The panelists, James Dinegar, president and CEO, Greater Washington Board of Trade; Daniel McQuade, chief executive, Tishman Construction/AECOM; and Dorothy Robyn, commissioner, public buildings service, U.S. General Service Administration (GSA); are all intimately familiar with the multitude of construction projects underway in the Washington/Baltimore region. The area now offers a unique blend of new construction and retrofits of millions of square feet of government and private office space; a major mass transit project in the extension of the Metro line to Dulles Airport; and port and rail construction in Baltimore. The panelists said much of the construction is green, and agreed that sustainable development is no longer a trend, it’s just the way business is done nowadays in the design, engineering and construction world.
Another trend unique to this region is the humongous impact the federal government has on the real estate market in Washington/Baltimore because it owns or leases so much of the office space in the area. In her post at GSA, Robyn manages not only all of the federal government’s building inventory in this region but throughout the country — a grand total of 375 million square feet of office space that houses more than one million federal workers. Three of the major trends that she deals with daily are the retrofit of historically significant buildings with the latest in energy-efficient design, the overall impact green construction has had on building or retrofitting facilities for energy-efficiency and the move toward more open office environments. McQuade agreed with Robyn on the trend toward green and said Tishman is seeing lots of green building and a move toward collaborative work spaces/open office environments. His company worked with GSA in providing open office space on the six floors GSA is leasing at One World Trade Center in New York.
Dinegar said a big construction trend in the D.C./Baltimore market is the amount of work being done for the government for security and cyber-surveillance entities, including a huge data center for the National Security Agency (NSA) in Fort Meade, Md. He half-jokingly said the computer personnel at these security and cyber agencies are working on “the important stuff,” while the computer folks in Silicon Valley are working on the next Angry Birds game.
In a press release summarizing his comments during the forecast presentation, McGraw-Hill Construction’s Murray said, “We see 2014 as another year of measured expansion for the construction industry. Against the backdrop of elevated uncertainty and federal spending cutbacks, the construction industry should still benefit from several positive factors going into 2014.
“Job growth, while sluggish, is still taking place. Interest rates remain very low by historical standards, and in the near term the Federal Reserve is likely to take the necessary steps to keep them low.
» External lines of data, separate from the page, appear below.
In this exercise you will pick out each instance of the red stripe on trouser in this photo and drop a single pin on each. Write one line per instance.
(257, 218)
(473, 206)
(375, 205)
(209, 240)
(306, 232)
The bank lending environment is showing improvement in terms of both lending standards and the volume of loans. And, the improving fiscal posture of states and localities will help to offset some of the negative impact from decreased federal funding.”
“The 2014 picture bears some similarity to what’s taking place during 2013, with single-family housing providing much of the upward push; multi-family housing showing a slower yet still healthy rate of growth after four years of expansion, and commercial building gradually ascending from low levels. One change that’s expected for 2014 is that institutional building will no longer be pulling down nonresidential building and total construction.”